The abnormal electrical reactions of the paralyzed muscles are of much importance for the diagnosis of the amount of injury done to the nerve and for the purpose of prognosis. They may be summarized as follows, assuming a case of complete section of a nerve-trunk:

α The Faradic Reactions diminish rapidly in degree in both nerve and muscles from the third or fourth day, and in the nerve they are, as a rule, completely lost at the end of from ten to fifteen days. In the muscles complete loss of faradic reaction is noted only somewhat later, and is absolute. A return of musculo-faradic contractility is a most positive sign of recovery of the nerve.

β. The Galvanic Reactions.—In the nerve, distal of the lesion, the result is similar to that stated above—viz. after a few days (from five to fifteen) all reaction disappears. The anatomical cause of the complete loss of the faradic and galvanic reactions in the nerve is its disintegration by the Wallerian degeneration. In the attached muscles the phenomena are widely different, and present interesting

and complicated variations. In the first place, during a variable number of days there is increased excitability—i.e. the paralyzed muscles, deprived of innervation, contract to a much weaker current then do the homologous normal muscles. This is best shown in cases of peripheral facial paralysis (Bell's palsy) in the second and third weeks, by placing the electrodes in the median line, one upon the cervical vertebræ, the other (a small testing interrupting electrode) on the chin; on closing a very weak current of from four to eight elements it will be seen that the muscles on the paralyzed side of the face (the lower muscles) contract distinctly, while those on the normal side remain quiet. In the course of time, many weeks usually, the excitability diminishes, and falls below the normal, and in some cases ultimately disappears. These are known as the quantitative changes in musculo-galvanic reactions. During the long period preceding recovery, or without it, various qualitative changes are also observed in the reaction. The normal general formula of CaCC > AnCC (with rapid, jerking and full contractions of the muscle) becomes CaCC = AnCC or CaCC < AnCC. Often, too, distinct opening contractions occur, usually AnOC. The muscular contractions also tend to the tonic type or tetanus, expressed as CaDT or AnDT, etc.

The form of the contractions obtained is much altered.
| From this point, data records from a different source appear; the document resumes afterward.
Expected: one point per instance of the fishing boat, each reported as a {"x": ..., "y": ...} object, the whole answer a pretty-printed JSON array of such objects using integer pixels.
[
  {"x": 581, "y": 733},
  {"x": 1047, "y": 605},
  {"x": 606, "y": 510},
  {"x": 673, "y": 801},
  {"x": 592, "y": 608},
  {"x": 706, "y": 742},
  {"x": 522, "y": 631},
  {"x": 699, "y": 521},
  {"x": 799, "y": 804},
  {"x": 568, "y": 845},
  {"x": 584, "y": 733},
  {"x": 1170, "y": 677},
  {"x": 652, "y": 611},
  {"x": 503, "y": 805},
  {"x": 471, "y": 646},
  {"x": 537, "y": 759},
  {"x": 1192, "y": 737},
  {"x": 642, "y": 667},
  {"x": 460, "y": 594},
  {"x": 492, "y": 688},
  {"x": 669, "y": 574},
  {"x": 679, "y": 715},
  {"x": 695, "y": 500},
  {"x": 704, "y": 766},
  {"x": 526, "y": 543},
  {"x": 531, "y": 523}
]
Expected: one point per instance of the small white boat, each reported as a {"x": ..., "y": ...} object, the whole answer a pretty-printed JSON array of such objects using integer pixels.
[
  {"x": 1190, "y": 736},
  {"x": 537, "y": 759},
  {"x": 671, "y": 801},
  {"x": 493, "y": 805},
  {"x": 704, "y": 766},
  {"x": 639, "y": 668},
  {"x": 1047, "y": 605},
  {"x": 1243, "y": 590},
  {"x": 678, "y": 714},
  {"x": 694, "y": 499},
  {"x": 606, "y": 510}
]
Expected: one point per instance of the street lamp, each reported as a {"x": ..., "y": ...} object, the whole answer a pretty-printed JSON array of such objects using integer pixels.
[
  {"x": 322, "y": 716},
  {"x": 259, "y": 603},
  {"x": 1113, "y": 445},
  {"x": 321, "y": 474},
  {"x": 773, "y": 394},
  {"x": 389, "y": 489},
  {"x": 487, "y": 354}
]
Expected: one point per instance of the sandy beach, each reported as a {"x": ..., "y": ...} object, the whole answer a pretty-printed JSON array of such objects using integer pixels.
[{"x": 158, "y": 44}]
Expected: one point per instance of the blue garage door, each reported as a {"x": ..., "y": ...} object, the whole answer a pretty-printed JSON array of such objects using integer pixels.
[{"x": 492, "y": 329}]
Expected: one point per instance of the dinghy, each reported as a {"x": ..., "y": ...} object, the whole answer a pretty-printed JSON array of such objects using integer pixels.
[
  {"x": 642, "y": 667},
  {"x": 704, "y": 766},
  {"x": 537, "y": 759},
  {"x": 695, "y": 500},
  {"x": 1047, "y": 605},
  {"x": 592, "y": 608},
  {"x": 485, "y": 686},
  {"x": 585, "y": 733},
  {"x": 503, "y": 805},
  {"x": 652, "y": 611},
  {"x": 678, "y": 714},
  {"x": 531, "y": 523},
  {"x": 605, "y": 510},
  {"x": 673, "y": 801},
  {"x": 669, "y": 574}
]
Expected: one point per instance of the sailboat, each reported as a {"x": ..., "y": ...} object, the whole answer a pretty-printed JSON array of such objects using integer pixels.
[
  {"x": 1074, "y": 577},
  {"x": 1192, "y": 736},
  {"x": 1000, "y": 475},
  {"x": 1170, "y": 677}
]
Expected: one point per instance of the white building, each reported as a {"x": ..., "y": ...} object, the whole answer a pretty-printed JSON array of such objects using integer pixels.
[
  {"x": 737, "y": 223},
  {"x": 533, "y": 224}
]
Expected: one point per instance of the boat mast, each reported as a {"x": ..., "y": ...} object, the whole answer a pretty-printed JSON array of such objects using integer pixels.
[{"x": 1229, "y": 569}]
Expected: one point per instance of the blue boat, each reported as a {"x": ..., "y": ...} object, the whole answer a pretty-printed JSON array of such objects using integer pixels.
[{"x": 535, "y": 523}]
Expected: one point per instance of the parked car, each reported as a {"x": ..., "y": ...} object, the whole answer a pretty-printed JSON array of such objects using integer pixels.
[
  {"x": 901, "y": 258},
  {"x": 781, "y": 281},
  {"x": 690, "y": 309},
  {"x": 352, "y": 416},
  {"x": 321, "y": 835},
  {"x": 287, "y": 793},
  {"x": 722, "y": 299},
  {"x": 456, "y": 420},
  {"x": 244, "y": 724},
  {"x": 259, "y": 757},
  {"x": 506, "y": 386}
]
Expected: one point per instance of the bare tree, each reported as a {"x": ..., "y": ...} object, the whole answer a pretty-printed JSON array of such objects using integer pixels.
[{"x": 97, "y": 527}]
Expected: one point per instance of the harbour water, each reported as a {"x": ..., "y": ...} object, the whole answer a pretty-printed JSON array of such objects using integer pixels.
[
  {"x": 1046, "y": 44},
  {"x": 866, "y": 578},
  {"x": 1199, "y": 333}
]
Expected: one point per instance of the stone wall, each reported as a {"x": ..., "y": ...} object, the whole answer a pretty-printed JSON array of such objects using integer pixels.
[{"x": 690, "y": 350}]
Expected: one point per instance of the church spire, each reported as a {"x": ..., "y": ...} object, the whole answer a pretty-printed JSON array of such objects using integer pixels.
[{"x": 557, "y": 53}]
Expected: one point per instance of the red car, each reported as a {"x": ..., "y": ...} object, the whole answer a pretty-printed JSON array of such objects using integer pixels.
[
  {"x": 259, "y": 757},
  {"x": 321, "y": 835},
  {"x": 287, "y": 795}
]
Throughout a practically endless period in some cases, or until regeneration of the nerve takes place in others, it is observed that musculo-galvanic contractions are delayed, are slower, less jerking, or assume an undulating wave-like character, easily passing into tetanus. This change from the rapid, jerky, and full normal muscular contraction to one which is slow and wave-like we consider to be the most positive and reliable evidence of neuro-muscular degeneration and of the cutting off of the spinal-cord influence. Fig. 4 shows the characters of a human degenerative myogram contrasted with a normal one, Fig. 3.

IG. 3.

Contraction of Normal Abductor Indicis, CaCC, with strong current (Amidon2).

FIG. 4.

Contraction of Paralyzed Muscle on thirty-first day of Bell's palsy of the face. CaCC. 20 El. (Amidon). Shows retarded contraction and slow contraction, with tendency to tetanus.